Removing everything between 2 strings with Google sheets RE2


I'm trying to remove something from a product title as part of a Google sheet

  • Example Johner Gladstone Pinot Noir 2015, 75CL
  • Stella Artois Premium Lager Bottle, 1 X 660 Ml
  • Pepesza Ppsh-40 Vodka Tommy Gun, 1 L

And I want to be able to remove everything from the , and either the CL, ML or L.

The problem I'm running into is that I don't know enough about regex and I'm struggling to find a good place to learn!

What I've tried so far is below

  • =REGEXREPLACE(A2,"[, ]\QML|CL\E","")

    but this doesn't work and I think its because [, ] isn't a valid part.
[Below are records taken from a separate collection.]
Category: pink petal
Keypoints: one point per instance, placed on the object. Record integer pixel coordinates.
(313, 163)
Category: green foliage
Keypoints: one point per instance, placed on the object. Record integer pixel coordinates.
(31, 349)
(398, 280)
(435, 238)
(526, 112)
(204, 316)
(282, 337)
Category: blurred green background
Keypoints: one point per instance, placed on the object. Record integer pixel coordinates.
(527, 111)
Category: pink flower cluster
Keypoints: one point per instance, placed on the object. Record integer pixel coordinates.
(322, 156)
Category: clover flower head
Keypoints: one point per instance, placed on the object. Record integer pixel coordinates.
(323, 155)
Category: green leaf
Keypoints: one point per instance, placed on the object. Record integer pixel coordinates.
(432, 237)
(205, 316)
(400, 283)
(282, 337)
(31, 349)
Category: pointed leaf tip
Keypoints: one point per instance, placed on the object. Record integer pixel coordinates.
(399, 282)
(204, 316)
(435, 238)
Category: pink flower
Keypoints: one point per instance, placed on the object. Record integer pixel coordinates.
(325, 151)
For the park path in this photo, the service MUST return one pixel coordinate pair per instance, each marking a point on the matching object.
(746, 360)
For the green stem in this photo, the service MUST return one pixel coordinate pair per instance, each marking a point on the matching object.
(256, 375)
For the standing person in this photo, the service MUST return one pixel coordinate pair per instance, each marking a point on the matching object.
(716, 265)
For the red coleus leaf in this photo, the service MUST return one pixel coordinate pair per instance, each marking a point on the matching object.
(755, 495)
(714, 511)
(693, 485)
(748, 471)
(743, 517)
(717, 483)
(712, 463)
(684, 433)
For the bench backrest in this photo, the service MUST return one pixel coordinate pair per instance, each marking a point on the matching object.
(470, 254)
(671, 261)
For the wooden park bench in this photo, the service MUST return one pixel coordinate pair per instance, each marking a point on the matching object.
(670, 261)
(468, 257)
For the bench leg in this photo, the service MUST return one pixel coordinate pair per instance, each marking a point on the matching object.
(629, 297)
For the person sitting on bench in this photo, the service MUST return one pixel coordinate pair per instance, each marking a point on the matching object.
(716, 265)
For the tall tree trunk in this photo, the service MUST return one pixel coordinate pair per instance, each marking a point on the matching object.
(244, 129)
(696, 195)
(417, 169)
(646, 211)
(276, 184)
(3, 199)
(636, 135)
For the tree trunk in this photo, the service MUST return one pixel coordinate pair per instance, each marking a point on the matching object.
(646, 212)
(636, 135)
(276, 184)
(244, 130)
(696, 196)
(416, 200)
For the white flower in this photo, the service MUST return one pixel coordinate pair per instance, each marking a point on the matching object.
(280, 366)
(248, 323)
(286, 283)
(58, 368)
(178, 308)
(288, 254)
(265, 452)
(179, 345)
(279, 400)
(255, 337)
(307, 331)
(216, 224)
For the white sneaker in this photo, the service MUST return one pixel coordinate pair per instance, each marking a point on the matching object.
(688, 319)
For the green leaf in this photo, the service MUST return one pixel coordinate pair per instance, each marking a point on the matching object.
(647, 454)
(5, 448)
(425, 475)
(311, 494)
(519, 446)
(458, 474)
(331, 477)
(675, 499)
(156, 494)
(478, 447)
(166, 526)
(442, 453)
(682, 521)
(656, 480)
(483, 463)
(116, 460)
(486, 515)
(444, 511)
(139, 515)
  • =REGEXREPLACE(A2,"\*\QML|CL\E","")

    because I know that , is the only punctuation in the titles - I've also tried this but not been successful.


Solution

  • What you are trying to get is

    (?i), .*?[CM]?L
    

    See the regex demo. Details:

    • (?i) - case insensitive flag
    • , .*? - comma, space, and then any zero or more chars other than line break chars, as few as possible (due to *?, if you need as many as possible use * instead)
    • [CM]?L - C or M (optionally due to ?) and then an L char.

    However, you can simply match from a , + space till the end of the line:

    ", .*
    

    See this regex demo. Here, the first comma+space is matched and then the rest of the string (line, since . does not match line breaks by default).

    See the regular expression syntax accepted by RE2.